We were expected—and urgently—for a houseman opened the duchess’s door before Godfrey could ring. He bowed us down a short hall to a side parlor.
Although the house’s pale stucco exterior was in need of paint and some of the shutters had broken struts, within all was elegant in that French manner that makes wicker stools and flowers in pitchers seem the careless height of fashion. Oscar Wilde would have adored it... and probably did.
Sunny yellow silk covered the parlor walls; gray velvet pussy willows studded bare stalks arching from vases set around the chamber. Bowls of blue Japanese porcelain bloomed against this temperate background like Holland tulips.

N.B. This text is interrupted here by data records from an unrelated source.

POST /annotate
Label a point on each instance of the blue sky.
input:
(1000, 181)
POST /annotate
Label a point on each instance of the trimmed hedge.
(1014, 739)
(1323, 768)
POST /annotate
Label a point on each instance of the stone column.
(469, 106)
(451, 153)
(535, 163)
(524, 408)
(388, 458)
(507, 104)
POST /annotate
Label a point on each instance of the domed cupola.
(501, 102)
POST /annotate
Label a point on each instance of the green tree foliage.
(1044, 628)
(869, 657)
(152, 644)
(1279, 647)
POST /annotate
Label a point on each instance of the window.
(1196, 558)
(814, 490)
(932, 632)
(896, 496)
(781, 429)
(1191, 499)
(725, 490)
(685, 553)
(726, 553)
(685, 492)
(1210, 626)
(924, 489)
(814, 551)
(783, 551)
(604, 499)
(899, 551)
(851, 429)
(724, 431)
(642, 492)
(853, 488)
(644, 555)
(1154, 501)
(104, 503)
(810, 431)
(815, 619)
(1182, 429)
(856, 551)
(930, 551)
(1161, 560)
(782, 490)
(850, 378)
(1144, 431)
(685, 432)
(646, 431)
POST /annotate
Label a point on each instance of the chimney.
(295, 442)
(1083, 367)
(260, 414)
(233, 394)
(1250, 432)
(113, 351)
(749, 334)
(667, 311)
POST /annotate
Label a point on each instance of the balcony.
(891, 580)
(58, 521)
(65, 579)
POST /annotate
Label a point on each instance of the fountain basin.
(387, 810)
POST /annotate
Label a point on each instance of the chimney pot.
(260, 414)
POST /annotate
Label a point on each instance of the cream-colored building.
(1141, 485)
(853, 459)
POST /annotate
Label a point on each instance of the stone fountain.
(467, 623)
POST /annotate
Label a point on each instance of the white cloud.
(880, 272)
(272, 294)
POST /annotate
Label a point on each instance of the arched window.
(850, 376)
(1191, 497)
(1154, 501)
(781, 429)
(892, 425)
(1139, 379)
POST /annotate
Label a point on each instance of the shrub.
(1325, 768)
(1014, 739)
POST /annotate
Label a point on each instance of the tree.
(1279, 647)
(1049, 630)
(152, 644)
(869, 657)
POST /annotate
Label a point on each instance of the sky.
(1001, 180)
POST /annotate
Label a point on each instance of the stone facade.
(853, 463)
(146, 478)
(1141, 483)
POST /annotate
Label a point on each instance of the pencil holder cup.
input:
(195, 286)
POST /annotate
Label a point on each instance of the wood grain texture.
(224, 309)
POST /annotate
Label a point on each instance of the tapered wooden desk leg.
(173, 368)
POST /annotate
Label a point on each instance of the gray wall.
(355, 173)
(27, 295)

The duchess rustled in unannounced, clad in a striped house gown of hyacinth and mint-green taffeta bearing multitudes of heliotrope ribbons.
My long association with Irene had given me an opportunity to study the day’s most acclaimed beauties: in London, Lillie Langtry and Florence Stoker; in Paris, Sarah Bernhardt. I was always struck upon first meeting them by how their reputations had not only preceded them, but exceeded them.
It is perhaps testimony to my partiality, or to the cruel obscurity in which the most deserving almost always languish, that none of them could hold so much as a beeswax taper to Irene’s incandescent loveliness.
Alice, Duchess of Richelieu, was another disappointment, although some would find her enormous blue eyes piquant. Certainly her blond hair was striking, but her nose and chin were excessively long and would coarsen with age. Now, of course, like Irene, Alice Heine was but thirty. Unlike Irene, she was already a mother—of a boy, Marie Odeon, and a girl, Odile—and a widow for longer than she had been wed.
Such facts had Godfrey produced from his inquiries with those who record us all for posterity: journalists and lawyers.
“My dear Mr. and Mrs. Norton,” the duchess said in English. “And Miss—?” Bright blue eyes as unblinking as buttons were fixed upon me.